For several decades our Nation has looked to our Federal regulatory agencies to foster greater competition in the marketplace, to assure the financial integrity of our securities markets, to allocate and regulate the use of broadcast channels and to implement standards for improved environmental quality along with a variety of other functions.
When first conceived, the concept of the Federal regulatory process was to provide independent expert decision making to assure that the public interest was fully represented in the regulation of private business.
The process still is essential to our system of government but the problems have become more complex. Regulation on behalf of the perceived public interest in one sector may fail to provide for equally important public interests in another.

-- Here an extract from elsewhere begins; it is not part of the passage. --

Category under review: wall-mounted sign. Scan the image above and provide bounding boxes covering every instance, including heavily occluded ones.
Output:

We now recognize that problems of environmental quality cannot be viewed alone, but must be weighed against increasing shortages of energy producing materials.
Only recently the Congress determined that it was no longer in the public interest to house both research and regulatory efforts in atomic energy under the roof of one agency, and we have divided those functions.
Increasingly, we are finding that the regulatory process has other limitations — and those limitations stem basically from a failure to consider the effects of specific regulatory policies on our society as a whole.
While in most instances it is desirable to have an independent policy making body sorting out the complexities of economic regulation, we must not take this process so far from our representative arm of Government that it is no longer responsive to the public will as a whole.
Decisions which have a potential impact on the national economy such as energy policy, or decisions which may chart the communications services available to our Nation for a decade should not be made in the vacuum of the administrative process, but should be brought into the arena of public debate.
That is what this legislation proposes to do. It would establish a Congressional Office of Regulatory Oversight. That office would be responsible to the Congress and would review rules proposed by agencies which the agencies certified as having particular economic or public policy significance.
This process would then allow the House and Senate acting concurrently to reject the proposed rules after consideration of issues which might not have been reviewed within the scope of the administrative agency process.
Mr. President, the Committee on Government Operations, of which I am a member, has this year launched an important review of the Federal regulatory community in conjunction with the Commerce Committee. The product of that study could help shape our national regulatory processes for yet another generation.
I believe the proposal introduced today will be an integral part of any future reforms and support it in the hope that it may help focus the debate on this important issue.